West Point Grey United Church
Jan 07, 2024


Mark 1:4–11

We have celebrated the birth of Christ. We have observed the dedication of Christ in the Temple when he was six weeks old. We know very little about the life of Jesus during the next 30 years. Now we arrive at the Season of Epiphany when God’s light shines on the work and ministry of Jesus. But before that really begins, a very important event.

We are down by the Jordan River where great throngs of people have come to hear an itinerant preacher whose name was John. He wore a coarse camel’s hair tunic with a leather belt around his waist. He spoke with a powerful voice challenging people to repent for their sins and follow faithfully God’s purpose for them. The people made their way to where John was and allowed him to “bury” their old ways under the water in baptism, then raise them again to a better life. He was so impressive and forceful that some people asked if he was the Messiah. He replied clearly that he was not, but after him would come one more powerful whose sandals John was not worthy to untie.

Then one day it happened. Jesus asked John to baptize him, and at first John said “No”, that he was not worthy to do this. Finally John agreed, and Jesus was baptized. As he was coming out of the water a voice came from heaven “You are my son the beloved; with you I am well pleased.” So the first half of the message of Jesus’  baptism, and our own, is that “we are loved”.

The second strong message of Jesus’ baptism is “we have work to do.” For Jesus, his baptism was really a commissioning service. And when someone is baptized in our time, it marks the beginning of service in the name of Jesus Christ.

When we are baptized we, (or our parents on our behalf), make promises to be faithful disciples of Jesus. The congregation members also make promises to “guide and nurture, by word and deed, with love and prayer” those who have been baptized as they take up their responsibilities. So baptism means that we are loved, and that we have work to do, we have a purpose. 

The baptism of Jesus is not recognized as a holiday or special event in most of our churches, but perhaps it should be. It was the experience that started the ministry of Jesus. All that happened during the next two or three years was a living out of God’s purpose for his life. When we are baptized or confirm our faith as adults, we are given a new sense of purpose and the promise of God’s love and strength to equip us for our responsibilities. With renewed confidence we can move forward on our life and faith journey.

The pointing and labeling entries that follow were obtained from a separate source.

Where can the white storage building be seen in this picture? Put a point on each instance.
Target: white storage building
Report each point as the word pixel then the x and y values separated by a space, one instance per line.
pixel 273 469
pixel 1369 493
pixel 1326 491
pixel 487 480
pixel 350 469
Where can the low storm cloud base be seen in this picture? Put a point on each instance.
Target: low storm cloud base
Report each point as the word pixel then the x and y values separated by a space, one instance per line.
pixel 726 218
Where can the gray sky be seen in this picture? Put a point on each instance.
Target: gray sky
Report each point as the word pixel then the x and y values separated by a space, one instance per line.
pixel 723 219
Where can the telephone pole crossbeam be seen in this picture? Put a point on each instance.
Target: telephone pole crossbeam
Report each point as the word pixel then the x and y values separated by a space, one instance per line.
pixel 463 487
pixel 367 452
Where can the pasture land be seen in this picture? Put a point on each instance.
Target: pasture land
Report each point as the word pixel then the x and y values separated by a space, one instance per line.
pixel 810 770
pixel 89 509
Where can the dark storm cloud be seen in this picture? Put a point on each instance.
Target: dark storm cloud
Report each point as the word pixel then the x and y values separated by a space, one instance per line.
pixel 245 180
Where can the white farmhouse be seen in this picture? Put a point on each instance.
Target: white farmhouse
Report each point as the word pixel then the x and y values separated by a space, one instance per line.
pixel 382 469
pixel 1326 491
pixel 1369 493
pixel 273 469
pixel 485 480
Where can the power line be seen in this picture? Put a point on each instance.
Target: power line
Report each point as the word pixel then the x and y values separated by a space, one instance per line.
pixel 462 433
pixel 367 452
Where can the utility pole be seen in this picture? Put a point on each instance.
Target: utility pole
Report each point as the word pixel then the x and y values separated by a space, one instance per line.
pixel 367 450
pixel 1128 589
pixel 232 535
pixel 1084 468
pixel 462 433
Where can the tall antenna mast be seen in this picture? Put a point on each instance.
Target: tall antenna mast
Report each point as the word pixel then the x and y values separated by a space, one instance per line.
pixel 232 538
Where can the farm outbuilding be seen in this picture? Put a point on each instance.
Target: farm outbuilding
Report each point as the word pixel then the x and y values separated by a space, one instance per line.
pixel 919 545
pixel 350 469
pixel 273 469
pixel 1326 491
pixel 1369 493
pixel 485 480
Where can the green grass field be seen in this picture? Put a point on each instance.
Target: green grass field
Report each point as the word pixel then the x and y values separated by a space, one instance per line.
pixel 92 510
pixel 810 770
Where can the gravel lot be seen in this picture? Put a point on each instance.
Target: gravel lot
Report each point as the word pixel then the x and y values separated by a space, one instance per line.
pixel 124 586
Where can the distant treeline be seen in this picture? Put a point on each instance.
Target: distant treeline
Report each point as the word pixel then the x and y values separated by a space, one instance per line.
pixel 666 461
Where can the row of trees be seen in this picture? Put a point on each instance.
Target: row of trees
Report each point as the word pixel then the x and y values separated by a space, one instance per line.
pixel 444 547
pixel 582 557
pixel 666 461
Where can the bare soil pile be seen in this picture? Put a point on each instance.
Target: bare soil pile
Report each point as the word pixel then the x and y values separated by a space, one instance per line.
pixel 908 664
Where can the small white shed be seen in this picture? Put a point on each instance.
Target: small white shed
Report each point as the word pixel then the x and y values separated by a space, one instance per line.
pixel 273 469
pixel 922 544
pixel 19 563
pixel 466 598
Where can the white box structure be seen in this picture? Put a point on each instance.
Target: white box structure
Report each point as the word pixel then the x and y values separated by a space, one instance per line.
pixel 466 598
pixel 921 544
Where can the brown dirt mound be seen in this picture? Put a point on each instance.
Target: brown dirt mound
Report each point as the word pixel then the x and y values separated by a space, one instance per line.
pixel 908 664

The Rev. Jesse Jackson is widely known as a powerful speaker. He especially loves speaking in school auditoriums to students from diverse backgrounds who have low self-esteem and long for hope of a better future. Some years ago he began concluding his speeches by having the students respond “I am somebody” to questions he would ask. Over and over again they would yell “I am somebody” and they would leave with a sense of worth that, for many, was brand new.

The message of your baptism and my baptism is like that; in God’s grand scheme of things, “I am somebody” …..” you are somebody”.       Amen.